I was beginning to make convoluted scary calculations about how much of my life I had already lived, and how much time I had left; what I’ve done and will do. I am twenty-eight. I don’t smoke, or hardly ever, and I eat lots of fruit and vegetables. I walk up stairs instead of taking the lift, and I have been known to go running. I reckon I’ve got at least fifty years to go, maybe sixty. That’s enough time to learn how to develop my own films, to go whitewater rafting and see the northern lights, to meet the man of my dreams. Or the men of my dreams, more like. Last week I read a newspaper story about how women will soon be able to have babies when they’re in their sixties, and I caught myself feeling relieved.

Probably, I thought, Max would be at the party I was going to tonight. I promised myself, as I went home through the clogged traffic, that I was going to make myself look lovely. I would wash my hair and wear my red dress and laugh and flirt and dance and he’d see what he had walked out on, and he would see that I didn’t give a damn. I am not lonely without him.

I did wash my hair. I ironed my dress. I lay in a bath full of oils, with candles all round the edge, although it was still bright daylight outside. Then I ate two pieces of toast and Marmite and a cool, gleaming nectarine.

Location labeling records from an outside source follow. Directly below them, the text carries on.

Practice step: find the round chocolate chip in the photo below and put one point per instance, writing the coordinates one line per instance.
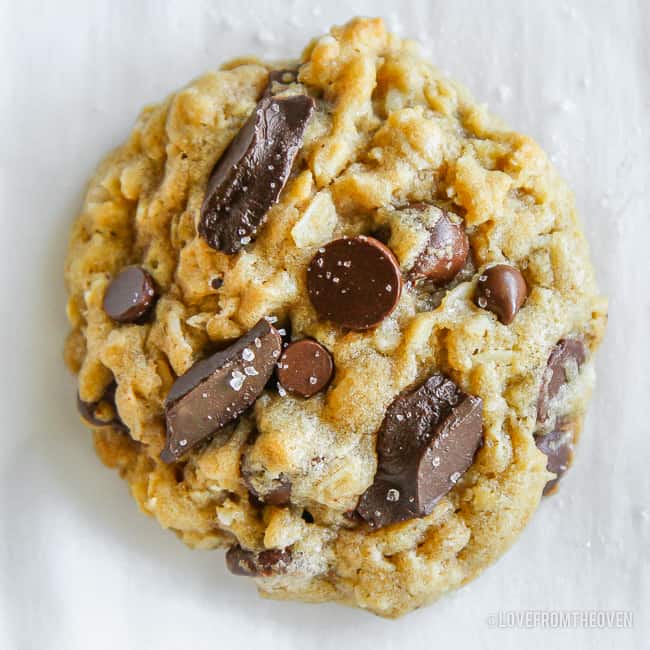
(354, 282)
(445, 253)
(130, 295)
(502, 290)
(305, 367)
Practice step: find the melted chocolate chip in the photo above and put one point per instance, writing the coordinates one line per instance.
(305, 367)
(130, 295)
(355, 282)
(427, 441)
(563, 362)
(103, 412)
(445, 253)
(217, 390)
(248, 178)
(253, 565)
(502, 290)
(558, 447)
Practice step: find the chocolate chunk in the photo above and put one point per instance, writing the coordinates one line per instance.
(427, 441)
(563, 363)
(265, 564)
(285, 77)
(241, 562)
(445, 253)
(103, 412)
(558, 447)
(248, 178)
(217, 390)
(355, 282)
(279, 495)
(130, 295)
(501, 289)
(305, 367)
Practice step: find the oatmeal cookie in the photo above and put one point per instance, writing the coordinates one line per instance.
(334, 317)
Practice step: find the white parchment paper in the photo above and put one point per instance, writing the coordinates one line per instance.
(80, 567)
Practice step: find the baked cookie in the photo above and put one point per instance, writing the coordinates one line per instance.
(335, 318)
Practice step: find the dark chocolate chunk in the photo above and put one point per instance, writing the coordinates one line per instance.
(130, 295)
(427, 441)
(563, 362)
(445, 253)
(285, 77)
(558, 447)
(355, 282)
(305, 367)
(265, 564)
(217, 390)
(502, 290)
(103, 412)
(249, 176)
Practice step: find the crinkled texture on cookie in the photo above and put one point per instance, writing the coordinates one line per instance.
(388, 130)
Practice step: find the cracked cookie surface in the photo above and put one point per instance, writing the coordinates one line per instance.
(392, 151)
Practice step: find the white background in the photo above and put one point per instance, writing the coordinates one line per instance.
(80, 567)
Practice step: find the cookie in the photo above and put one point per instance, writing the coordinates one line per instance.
(336, 319)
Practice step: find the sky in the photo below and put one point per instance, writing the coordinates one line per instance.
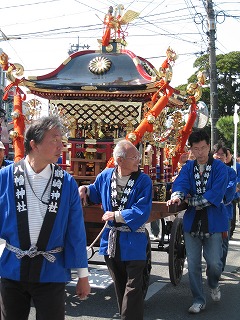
(41, 32)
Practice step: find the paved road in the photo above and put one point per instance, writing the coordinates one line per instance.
(163, 301)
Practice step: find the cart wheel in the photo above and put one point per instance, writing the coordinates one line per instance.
(148, 267)
(177, 252)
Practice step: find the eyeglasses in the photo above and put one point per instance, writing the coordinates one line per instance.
(202, 149)
(135, 158)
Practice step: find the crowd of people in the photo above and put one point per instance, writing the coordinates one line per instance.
(41, 221)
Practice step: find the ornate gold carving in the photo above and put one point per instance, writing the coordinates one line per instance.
(99, 65)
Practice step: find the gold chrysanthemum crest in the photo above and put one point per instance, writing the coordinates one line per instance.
(99, 65)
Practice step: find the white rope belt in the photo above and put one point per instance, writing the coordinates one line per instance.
(112, 237)
(33, 252)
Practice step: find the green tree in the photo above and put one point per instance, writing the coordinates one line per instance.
(228, 71)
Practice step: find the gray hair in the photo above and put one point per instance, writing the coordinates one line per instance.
(36, 131)
(120, 150)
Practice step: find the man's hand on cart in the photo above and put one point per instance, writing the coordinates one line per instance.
(108, 216)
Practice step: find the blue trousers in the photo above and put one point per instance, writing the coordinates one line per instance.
(212, 251)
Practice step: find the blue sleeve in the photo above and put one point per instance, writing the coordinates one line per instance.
(231, 187)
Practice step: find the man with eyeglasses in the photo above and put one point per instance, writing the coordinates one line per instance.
(126, 197)
(202, 184)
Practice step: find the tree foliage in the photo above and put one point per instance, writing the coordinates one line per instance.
(228, 75)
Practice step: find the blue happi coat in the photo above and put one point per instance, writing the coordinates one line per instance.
(68, 232)
(215, 190)
(137, 211)
(230, 192)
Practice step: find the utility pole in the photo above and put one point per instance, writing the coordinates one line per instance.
(213, 72)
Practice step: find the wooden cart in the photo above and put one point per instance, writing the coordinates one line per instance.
(171, 240)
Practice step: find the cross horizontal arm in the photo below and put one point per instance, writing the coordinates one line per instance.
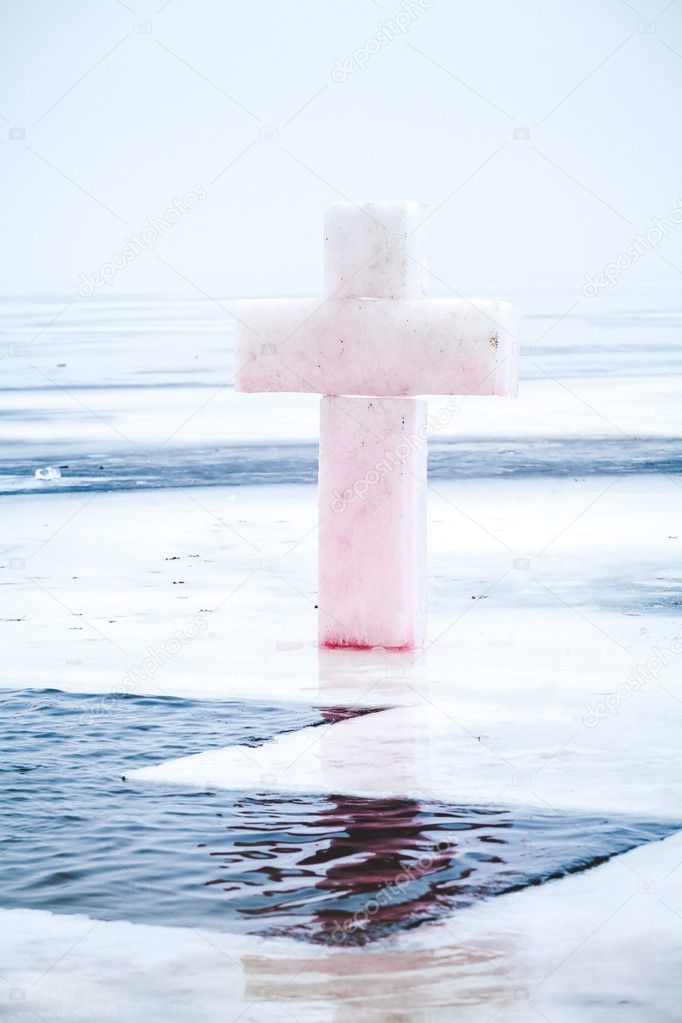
(384, 347)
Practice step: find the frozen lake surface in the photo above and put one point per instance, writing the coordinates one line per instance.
(78, 838)
(544, 711)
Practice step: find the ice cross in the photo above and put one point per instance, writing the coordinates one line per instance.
(371, 342)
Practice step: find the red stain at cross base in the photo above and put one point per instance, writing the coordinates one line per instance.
(346, 645)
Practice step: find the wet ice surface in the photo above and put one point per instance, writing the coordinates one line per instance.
(242, 464)
(553, 573)
(337, 870)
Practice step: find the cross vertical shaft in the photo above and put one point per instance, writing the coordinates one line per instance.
(369, 346)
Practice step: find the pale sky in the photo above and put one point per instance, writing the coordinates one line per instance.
(111, 110)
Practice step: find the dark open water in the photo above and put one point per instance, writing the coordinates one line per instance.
(78, 838)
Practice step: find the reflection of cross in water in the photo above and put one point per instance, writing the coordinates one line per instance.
(380, 849)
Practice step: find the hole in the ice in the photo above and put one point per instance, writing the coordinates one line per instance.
(337, 870)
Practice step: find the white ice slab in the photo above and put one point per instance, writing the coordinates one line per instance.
(595, 947)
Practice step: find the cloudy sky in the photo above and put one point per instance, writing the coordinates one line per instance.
(544, 135)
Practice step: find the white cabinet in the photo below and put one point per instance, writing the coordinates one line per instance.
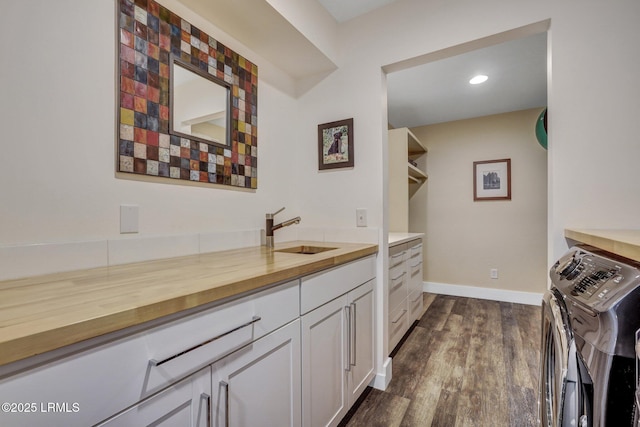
(405, 289)
(406, 175)
(414, 272)
(259, 385)
(130, 369)
(337, 342)
(185, 404)
(299, 353)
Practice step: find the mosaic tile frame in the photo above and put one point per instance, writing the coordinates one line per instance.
(147, 34)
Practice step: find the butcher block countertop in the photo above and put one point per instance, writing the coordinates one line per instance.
(625, 243)
(43, 313)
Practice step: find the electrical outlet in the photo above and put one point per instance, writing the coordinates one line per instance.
(128, 219)
(361, 217)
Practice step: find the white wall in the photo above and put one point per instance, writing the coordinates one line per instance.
(467, 238)
(593, 100)
(57, 112)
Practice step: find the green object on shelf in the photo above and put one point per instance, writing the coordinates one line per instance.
(541, 129)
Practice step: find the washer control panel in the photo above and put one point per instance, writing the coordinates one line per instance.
(594, 278)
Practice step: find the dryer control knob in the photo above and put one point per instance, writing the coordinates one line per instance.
(567, 264)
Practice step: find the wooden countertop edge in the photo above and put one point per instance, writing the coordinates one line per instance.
(32, 344)
(625, 243)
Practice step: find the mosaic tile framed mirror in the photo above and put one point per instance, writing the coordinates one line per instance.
(162, 60)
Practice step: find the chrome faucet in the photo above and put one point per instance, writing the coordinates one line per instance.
(270, 228)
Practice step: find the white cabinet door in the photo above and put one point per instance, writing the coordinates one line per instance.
(337, 355)
(259, 385)
(187, 403)
(361, 339)
(324, 362)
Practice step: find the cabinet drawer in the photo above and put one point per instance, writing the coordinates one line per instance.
(320, 288)
(415, 305)
(415, 275)
(397, 286)
(415, 249)
(397, 255)
(186, 403)
(105, 379)
(398, 325)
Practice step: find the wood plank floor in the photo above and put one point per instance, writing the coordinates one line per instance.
(467, 362)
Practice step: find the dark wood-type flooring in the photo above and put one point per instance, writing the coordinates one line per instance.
(467, 362)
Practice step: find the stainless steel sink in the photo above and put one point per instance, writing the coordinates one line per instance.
(305, 250)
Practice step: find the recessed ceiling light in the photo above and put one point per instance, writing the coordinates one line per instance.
(480, 78)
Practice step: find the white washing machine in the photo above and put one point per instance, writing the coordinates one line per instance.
(590, 317)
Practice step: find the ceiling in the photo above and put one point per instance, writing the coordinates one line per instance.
(439, 91)
(435, 92)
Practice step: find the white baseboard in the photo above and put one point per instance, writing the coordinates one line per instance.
(519, 297)
(381, 380)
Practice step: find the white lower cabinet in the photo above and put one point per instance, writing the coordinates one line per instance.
(262, 360)
(337, 356)
(259, 385)
(405, 289)
(185, 404)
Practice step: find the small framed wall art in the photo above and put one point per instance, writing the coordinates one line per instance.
(492, 180)
(335, 145)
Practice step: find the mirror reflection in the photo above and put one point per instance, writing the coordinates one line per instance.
(200, 105)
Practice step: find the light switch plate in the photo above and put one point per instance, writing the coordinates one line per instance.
(361, 217)
(128, 219)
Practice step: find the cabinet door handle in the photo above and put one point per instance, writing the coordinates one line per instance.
(347, 313)
(399, 316)
(208, 398)
(352, 353)
(155, 362)
(225, 386)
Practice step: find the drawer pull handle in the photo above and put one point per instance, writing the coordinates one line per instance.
(393, 279)
(352, 353)
(350, 313)
(394, 257)
(347, 313)
(399, 316)
(155, 362)
(208, 398)
(225, 385)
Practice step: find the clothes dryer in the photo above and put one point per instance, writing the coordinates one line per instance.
(589, 321)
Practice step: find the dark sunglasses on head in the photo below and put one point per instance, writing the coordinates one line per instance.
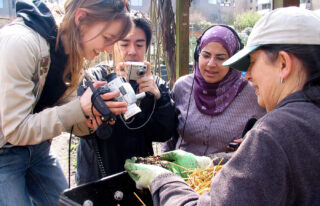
(118, 5)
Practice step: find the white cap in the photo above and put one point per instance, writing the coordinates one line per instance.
(290, 25)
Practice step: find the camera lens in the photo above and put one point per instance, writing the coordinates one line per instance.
(141, 72)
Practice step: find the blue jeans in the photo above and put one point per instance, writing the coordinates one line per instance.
(30, 175)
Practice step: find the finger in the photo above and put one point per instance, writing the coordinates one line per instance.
(89, 123)
(148, 73)
(110, 95)
(99, 84)
(167, 156)
(117, 111)
(114, 104)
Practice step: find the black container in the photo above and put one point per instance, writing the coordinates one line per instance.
(105, 192)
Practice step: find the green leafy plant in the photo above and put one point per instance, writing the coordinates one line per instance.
(246, 19)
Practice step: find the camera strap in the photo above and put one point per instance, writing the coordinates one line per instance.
(98, 102)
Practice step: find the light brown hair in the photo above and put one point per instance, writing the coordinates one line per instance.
(97, 10)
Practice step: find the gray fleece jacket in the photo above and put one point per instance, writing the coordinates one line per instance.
(277, 164)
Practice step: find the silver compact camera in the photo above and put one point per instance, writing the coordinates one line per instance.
(136, 70)
(127, 94)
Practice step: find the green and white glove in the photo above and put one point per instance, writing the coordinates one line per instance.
(143, 174)
(184, 160)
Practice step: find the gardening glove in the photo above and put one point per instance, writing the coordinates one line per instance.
(183, 161)
(143, 174)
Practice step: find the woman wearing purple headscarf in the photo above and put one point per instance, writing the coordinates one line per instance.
(214, 103)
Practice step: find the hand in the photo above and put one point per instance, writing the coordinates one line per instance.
(147, 83)
(114, 106)
(122, 71)
(234, 145)
(143, 174)
(93, 123)
(184, 160)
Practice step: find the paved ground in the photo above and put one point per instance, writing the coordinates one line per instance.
(60, 146)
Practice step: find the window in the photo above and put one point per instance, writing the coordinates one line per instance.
(136, 3)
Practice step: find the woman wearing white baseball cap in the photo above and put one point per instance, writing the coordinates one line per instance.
(278, 163)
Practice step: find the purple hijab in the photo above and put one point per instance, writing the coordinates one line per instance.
(214, 98)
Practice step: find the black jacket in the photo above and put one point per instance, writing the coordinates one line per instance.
(111, 152)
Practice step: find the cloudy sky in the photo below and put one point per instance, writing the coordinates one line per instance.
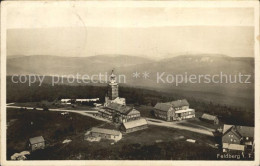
(154, 32)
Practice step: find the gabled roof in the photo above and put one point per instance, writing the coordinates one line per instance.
(135, 123)
(133, 112)
(244, 131)
(36, 140)
(234, 146)
(105, 131)
(226, 128)
(163, 106)
(179, 103)
(119, 108)
(208, 117)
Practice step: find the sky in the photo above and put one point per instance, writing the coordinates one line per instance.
(154, 32)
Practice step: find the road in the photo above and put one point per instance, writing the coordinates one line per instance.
(157, 122)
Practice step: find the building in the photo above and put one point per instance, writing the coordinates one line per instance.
(113, 87)
(133, 126)
(106, 133)
(36, 143)
(86, 100)
(113, 93)
(117, 100)
(237, 138)
(65, 101)
(119, 113)
(175, 110)
(210, 119)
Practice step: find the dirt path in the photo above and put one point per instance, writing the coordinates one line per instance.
(175, 125)
(81, 112)
(150, 121)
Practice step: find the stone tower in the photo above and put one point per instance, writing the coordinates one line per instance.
(112, 87)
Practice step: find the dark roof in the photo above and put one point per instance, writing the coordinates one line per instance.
(244, 131)
(105, 131)
(163, 106)
(208, 117)
(36, 140)
(179, 103)
(119, 108)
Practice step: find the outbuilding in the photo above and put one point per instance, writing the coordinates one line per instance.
(210, 119)
(106, 133)
(135, 125)
(36, 143)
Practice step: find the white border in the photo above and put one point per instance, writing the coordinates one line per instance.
(183, 4)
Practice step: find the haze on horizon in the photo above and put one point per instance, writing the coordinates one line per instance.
(159, 32)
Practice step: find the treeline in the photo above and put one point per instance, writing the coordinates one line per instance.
(137, 96)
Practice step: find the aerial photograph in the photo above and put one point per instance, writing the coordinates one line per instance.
(130, 83)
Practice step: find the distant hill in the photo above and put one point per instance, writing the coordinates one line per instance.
(52, 65)
(127, 65)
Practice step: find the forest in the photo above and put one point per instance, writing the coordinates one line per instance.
(18, 92)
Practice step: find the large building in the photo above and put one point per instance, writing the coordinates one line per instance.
(119, 113)
(106, 133)
(175, 110)
(237, 138)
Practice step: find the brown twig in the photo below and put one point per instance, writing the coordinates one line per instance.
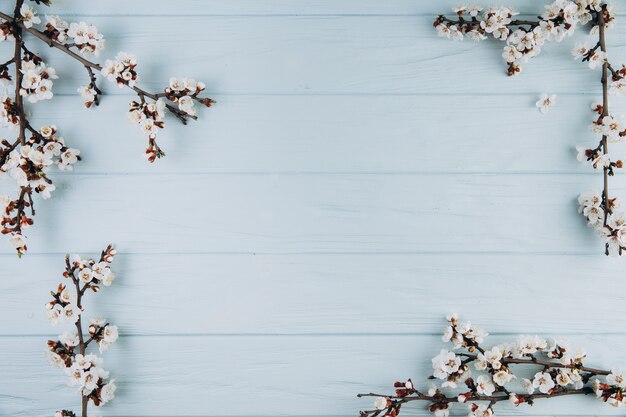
(182, 116)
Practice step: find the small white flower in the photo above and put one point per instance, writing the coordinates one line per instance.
(545, 102)
(380, 403)
(616, 378)
(108, 392)
(186, 104)
(29, 16)
(503, 377)
(69, 339)
(85, 275)
(544, 382)
(55, 360)
(484, 385)
(445, 363)
(597, 59)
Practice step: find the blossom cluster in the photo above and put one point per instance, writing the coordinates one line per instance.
(26, 79)
(184, 92)
(29, 166)
(69, 351)
(121, 70)
(598, 208)
(36, 79)
(524, 39)
(559, 369)
(85, 37)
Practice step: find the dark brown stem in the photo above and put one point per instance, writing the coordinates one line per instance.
(82, 346)
(491, 398)
(89, 64)
(476, 23)
(396, 402)
(17, 57)
(605, 107)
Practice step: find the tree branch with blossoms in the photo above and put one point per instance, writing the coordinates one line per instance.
(524, 40)
(557, 370)
(69, 351)
(27, 78)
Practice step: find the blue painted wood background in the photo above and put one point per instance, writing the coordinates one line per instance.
(358, 179)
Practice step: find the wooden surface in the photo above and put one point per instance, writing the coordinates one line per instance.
(358, 179)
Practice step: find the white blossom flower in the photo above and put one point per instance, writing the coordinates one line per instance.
(445, 363)
(108, 392)
(186, 104)
(69, 339)
(612, 126)
(18, 242)
(563, 379)
(480, 411)
(55, 360)
(484, 385)
(527, 386)
(616, 378)
(70, 313)
(381, 403)
(580, 50)
(597, 59)
(543, 382)
(618, 88)
(529, 345)
(545, 102)
(29, 16)
(503, 377)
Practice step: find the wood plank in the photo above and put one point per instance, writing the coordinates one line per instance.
(318, 213)
(339, 134)
(304, 376)
(328, 55)
(267, 7)
(325, 294)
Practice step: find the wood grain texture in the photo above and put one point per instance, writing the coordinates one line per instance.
(267, 7)
(325, 294)
(231, 376)
(338, 134)
(327, 55)
(318, 214)
(302, 241)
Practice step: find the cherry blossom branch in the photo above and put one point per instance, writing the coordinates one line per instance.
(561, 373)
(36, 150)
(524, 40)
(17, 59)
(69, 352)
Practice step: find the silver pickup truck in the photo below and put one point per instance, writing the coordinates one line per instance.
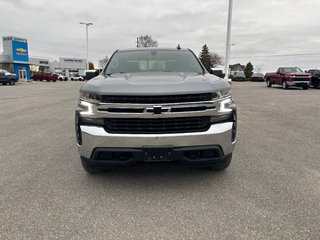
(155, 107)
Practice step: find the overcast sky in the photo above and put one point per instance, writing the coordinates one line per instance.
(268, 33)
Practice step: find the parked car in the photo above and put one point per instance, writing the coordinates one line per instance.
(76, 78)
(315, 77)
(49, 77)
(178, 119)
(7, 77)
(239, 76)
(289, 76)
(89, 74)
(257, 77)
(60, 77)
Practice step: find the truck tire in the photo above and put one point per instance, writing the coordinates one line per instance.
(284, 84)
(268, 82)
(222, 165)
(89, 167)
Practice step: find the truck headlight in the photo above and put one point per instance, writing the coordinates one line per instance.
(90, 97)
(222, 93)
(227, 105)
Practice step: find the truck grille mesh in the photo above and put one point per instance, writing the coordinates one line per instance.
(159, 99)
(156, 125)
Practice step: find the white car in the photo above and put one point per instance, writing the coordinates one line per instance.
(61, 77)
(76, 78)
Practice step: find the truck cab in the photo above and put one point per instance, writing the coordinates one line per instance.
(288, 77)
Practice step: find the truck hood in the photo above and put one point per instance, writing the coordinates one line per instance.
(298, 74)
(154, 84)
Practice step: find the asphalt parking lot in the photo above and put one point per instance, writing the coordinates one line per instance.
(270, 191)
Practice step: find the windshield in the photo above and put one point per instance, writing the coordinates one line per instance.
(292, 70)
(257, 75)
(153, 61)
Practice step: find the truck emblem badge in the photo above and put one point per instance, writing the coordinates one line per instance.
(157, 109)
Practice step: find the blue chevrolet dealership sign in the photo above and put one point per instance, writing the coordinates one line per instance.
(20, 57)
(20, 51)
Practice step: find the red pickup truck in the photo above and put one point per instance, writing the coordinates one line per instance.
(288, 76)
(49, 77)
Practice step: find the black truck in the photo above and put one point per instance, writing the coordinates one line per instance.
(315, 77)
(7, 78)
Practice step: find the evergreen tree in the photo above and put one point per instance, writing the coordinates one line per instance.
(248, 70)
(205, 57)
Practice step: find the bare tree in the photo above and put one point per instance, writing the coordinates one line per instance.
(103, 61)
(258, 68)
(146, 41)
(215, 59)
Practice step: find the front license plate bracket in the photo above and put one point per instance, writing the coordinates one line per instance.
(157, 154)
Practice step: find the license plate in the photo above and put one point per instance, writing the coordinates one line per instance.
(151, 154)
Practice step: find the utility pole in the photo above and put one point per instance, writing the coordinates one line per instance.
(87, 43)
(228, 45)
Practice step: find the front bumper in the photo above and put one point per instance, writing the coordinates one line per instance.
(96, 141)
(298, 83)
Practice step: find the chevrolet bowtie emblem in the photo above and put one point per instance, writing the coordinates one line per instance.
(157, 109)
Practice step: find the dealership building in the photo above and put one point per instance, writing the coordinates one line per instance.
(15, 58)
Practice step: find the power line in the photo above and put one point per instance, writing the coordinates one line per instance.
(279, 55)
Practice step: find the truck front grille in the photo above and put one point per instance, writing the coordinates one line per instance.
(156, 125)
(159, 99)
(301, 79)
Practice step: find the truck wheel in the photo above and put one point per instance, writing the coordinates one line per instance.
(284, 85)
(89, 167)
(222, 165)
(269, 84)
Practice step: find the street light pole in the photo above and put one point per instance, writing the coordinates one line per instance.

In the end, Max wasn’t even there, and after a bit I stopped looking round for him every time someone new walked through the door. I met a man called Robert, who was a lawyer with thick eyebrows, and a man called Terence, who was a pain. I danced rather wildly with my old mate Gordon, who had introduced me to Max all those months ago. I talked for a bit with Lucy, whose thirtieth birthday party this was, and her new boyfriend, who was about seven feet high with bleached hair. He had to lean right down to me; it made me feel like a dwarf, or a child. And at half past eleven, I left and went out for a meal at a Chinese restaurant with my old friends Cathy and Mel and got mildly drunk, but in the nicest way possible. Spare ribs and slimy noodles and cheap red wine, until I started feeling cold in my thin red dress. Cold and tired and I wanted suddenly to go home and climb into my large bed.

It was past one when I came back to the flat. Camden Town comes alive after midnight. The pavements were crawling with strange people, some languorous and some rather frenzied. A man in a green ponytail tried to grab me, but shrugged and grinned when I told him to piss off. A beautiful girl, wearing almost nothing, was twirling round and round on the pavement near my road, like a spinning top. Nobody seemed to be taking any notice of her.